In all cases, the results are correct according to the standard check
of projecting "Ones".  These are crazy improvements, especially
considering that these are times for serial projections.

And important note here is that this *will* parallelize independent of
the image plane, although I have yet to see the need to parallelize
just yet.  The load balancing may be better optimized based on image
plane decomposition, but the algorithm should work with independent
joins.  Additionally in parallel the final join at the end of the
calculation may have higher peak memory usage if the decomposition is
not via image plane decomposition, but it should still work.

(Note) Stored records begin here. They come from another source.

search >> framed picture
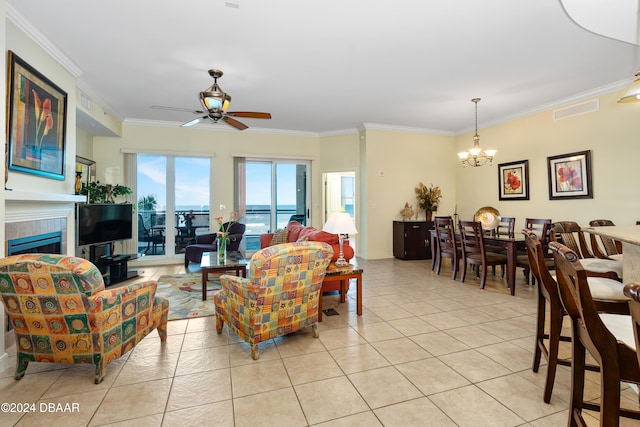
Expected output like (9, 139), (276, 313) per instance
(7, 51), (67, 180)
(498, 160), (529, 200)
(547, 150), (593, 200)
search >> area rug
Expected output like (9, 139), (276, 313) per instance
(156, 273), (221, 320)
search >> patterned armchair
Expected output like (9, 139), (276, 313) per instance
(214, 242), (333, 360)
(0, 254), (169, 384)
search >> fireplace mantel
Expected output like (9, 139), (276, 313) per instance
(4, 190), (87, 203)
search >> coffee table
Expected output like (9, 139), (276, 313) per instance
(200, 251), (249, 301)
(318, 259), (364, 322)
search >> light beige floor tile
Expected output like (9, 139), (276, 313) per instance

Unfortunately, right now my time is very constrained; so I am going to
put out there that if someone would be willing to help me break apart
the existing code and insert this code, then we can swap out the
engines.  But in the absence of that, I'm not sure that it'll get
inserted into the main line before the Summer, or at least the late
Spring.  As is, I can definitely provide a very simple and manual
interface to use it (and I intend to do so) but integrating it into
the mainline is not going to be my priority right now.  But, again, I
will provide *an* interface, even if it's not a *final* interface and
likely not a *nice* interface.

Anyway, I'm pretty excited about this -- definitely a huge improvement
over the previous algorithm, and we still retain the *adaptive* nature
of the projections: project once, plot many.